In the city's center, at a park with a tea shop, men played backgammon and worried about war. They said the social fabric was fraying with the arrival of so many Syrians. Apartment rents are rising, and residents cannot get adequate health care. There seemed no end to their complaints.

"Our state hospital is one of the best in Turkey, but it can no longer serve its own people," said Osman Altinoymak, a retired banker. "It is full of Arabs."

At the hospital, a desk attendant said that was true. "There are so many Syrians coming each day for treatment because it is free," said the attendant, who declined to give her name after her boss walked over and said workers were not allowed to speak to reporters. "There is no room for locals. It is a big problem for Turkey."

But this region is also the most important staging area for rebel fighters and a hub for Syrian opposition figures. That was, initially, how the government seemed to want it, giving the rebels a haven, letting them plot, plan, rest and arm, all while safely in Turkish territory. The rebels would then cross back into Syria.

But that strategy, or tactic, has now frayed, as war inches closer to home.

Just outside Akcakale, where the civilians were killed by a Syrian mortar, a Turkish tank was positioned next to the border outpost, its gun aimed at Syria. Snipers could be seen atop a grain silo, as the flag of the Free Syrian Army fluttered on the other side.

"They have to feel the weight of Turkey," said Mehmet Toktimur, 24, who used to earn money driving a taxi back and forth across the border. "The retaliation is good."

In a valley outside Hacipasa, Turkish soldiers watch Syrians freely cross the little river, and white vans driven by Turks maneuver down a narrow dirt road to the river's edge, where they collect the wounded and take them to hospitals.

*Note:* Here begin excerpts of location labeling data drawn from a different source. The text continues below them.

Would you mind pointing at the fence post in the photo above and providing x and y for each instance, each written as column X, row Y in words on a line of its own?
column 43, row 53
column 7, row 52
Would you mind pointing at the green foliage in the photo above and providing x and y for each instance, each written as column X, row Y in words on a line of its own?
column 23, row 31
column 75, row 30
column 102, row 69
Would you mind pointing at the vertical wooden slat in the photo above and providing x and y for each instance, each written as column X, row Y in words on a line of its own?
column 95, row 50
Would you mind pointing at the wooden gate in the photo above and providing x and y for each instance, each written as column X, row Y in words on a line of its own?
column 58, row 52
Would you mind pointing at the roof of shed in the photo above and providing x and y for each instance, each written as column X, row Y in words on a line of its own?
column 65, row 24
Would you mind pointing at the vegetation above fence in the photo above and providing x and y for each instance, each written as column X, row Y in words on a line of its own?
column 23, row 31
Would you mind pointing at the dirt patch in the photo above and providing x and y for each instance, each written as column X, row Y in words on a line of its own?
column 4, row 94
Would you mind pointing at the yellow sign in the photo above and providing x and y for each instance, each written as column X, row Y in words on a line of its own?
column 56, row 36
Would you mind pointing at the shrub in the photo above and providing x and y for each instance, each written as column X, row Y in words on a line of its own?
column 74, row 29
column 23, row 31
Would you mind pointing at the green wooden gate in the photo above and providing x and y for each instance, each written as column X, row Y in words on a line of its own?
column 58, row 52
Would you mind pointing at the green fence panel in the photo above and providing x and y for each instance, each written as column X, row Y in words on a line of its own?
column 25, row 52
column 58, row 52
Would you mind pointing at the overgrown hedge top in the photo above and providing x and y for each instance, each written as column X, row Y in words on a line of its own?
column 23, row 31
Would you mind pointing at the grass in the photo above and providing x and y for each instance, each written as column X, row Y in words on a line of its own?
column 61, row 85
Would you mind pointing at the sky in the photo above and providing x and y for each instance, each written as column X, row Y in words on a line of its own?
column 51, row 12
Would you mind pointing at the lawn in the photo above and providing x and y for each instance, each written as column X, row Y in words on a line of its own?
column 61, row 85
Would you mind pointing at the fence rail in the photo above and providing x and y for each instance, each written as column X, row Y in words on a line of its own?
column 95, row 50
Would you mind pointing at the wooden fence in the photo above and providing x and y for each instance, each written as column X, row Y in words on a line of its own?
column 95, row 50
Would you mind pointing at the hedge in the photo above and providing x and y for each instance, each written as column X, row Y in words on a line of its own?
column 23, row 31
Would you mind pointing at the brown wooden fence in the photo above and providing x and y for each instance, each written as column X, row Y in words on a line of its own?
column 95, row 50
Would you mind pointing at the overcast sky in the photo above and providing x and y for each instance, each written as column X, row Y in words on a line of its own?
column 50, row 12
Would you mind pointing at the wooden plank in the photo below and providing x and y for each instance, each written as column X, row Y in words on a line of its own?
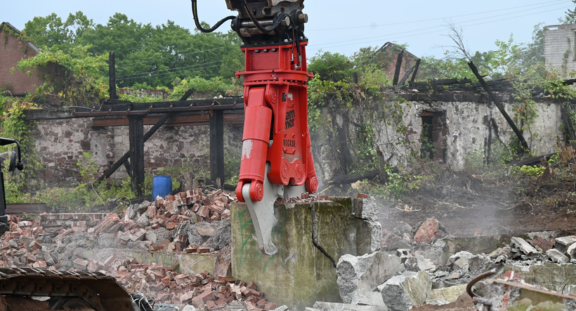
column 190, row 120
column 136, row 133
column 501, row 108
column 112, row 75
column 217, row 147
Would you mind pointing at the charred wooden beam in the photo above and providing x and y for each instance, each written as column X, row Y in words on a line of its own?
column 217, row 147
column 173, row 120
column 398, row 67
column 112, row 75
column 415, row 70
column 500, row 107
column 136, row 134
column 567, row 120
column 126, row 156
column 146, row 136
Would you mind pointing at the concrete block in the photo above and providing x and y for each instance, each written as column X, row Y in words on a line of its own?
column 429, row 230
column 556, row 256
column 366, row 209
column 524, row 246
column 402, row 292
column 461, row 260
column 443, row 296
column 299, row 274
column 357, row 275
column 563, row 243
column 332, row 306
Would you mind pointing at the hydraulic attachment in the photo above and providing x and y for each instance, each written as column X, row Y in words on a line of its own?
column 277, row 157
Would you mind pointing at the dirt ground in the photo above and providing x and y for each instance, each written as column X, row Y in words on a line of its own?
column 493, row 202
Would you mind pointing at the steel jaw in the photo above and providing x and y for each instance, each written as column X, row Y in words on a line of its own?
column 262, row 213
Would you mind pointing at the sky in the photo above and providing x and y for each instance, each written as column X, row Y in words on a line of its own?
column 340, row 26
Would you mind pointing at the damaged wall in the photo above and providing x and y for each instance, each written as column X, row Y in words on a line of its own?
column 453, row 127
column 61, row 145
column 457, row 128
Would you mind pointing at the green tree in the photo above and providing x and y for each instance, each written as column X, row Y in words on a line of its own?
column 51, row 31
column 570, row 17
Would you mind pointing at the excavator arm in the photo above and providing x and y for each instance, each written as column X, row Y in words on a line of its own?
column 277, row 157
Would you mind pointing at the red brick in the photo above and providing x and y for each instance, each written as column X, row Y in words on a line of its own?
column 204, row 297
column 203, row 212
column 80, row 264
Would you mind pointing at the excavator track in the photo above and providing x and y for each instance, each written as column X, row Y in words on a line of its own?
column 62, row 290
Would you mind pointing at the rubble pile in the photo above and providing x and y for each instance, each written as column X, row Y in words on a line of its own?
column 202, row 290
column 188, row 222
column 425, row 266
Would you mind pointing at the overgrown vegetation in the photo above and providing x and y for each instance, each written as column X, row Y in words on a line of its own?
column 173, row 59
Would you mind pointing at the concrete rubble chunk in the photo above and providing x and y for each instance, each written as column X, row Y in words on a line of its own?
column 206, row 229
column 523, row 246
column 572, row 251
column 402, row 292
column 143, row 221
column 375, row 236
column 563, row 243
column 221, row 236
column 357, row 275
column 460, row 260
column 333, row 306
column 429, row 230
column 366, row 209
column 557, row 256
column 443, row 296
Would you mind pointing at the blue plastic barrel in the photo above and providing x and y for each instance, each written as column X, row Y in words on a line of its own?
column 161, row 186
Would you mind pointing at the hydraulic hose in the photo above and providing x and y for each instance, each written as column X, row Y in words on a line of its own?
column 197, row 21
column 277, row 23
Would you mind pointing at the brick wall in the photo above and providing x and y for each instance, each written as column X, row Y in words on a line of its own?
column 13, row 50
column 62, row 143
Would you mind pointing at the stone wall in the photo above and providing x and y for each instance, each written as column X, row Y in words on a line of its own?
column 465, row 128
column 12, row 50
column 455, row 128
column 559, row 43
column 61, row 144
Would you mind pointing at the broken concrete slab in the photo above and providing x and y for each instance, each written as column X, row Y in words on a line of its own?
column 402, row 292
column 557, row 256
column 333, row 306
column 364, row 273
column 299, row 274
column 429, row 230
column 523, row 246
column 563, row 243
column 443, row 296
column 366, row 209
column 572, row 251
column 461, row 260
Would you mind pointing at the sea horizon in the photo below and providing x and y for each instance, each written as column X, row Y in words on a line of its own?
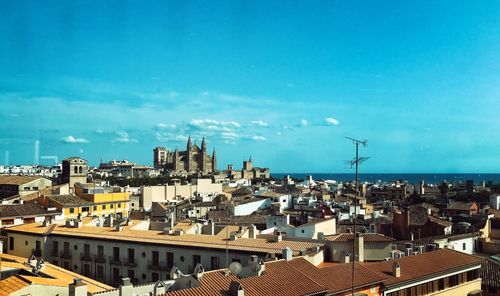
column 429, row 178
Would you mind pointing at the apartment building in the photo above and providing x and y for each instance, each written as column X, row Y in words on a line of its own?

On Wednesday, at a busy intersection, a man driving a white Renault was injured when he crashed into another vehicle. A half-hour later he was still lying on the pavement, suffering from chest injuries, as he waited for an ambulance that took longer than usual because of the number of Syrians needing medical attention, a police officer said.

At the same time, men were gathered for another reason. A farmer said that a shell had just landed in his field nearby but had not detonated.

"I called the military," said the farmer, Ahmet Pehlivan. "Now we are expecting the bomb squad."

Sebnem Arsu contributed reporting from Antakya, Turkey.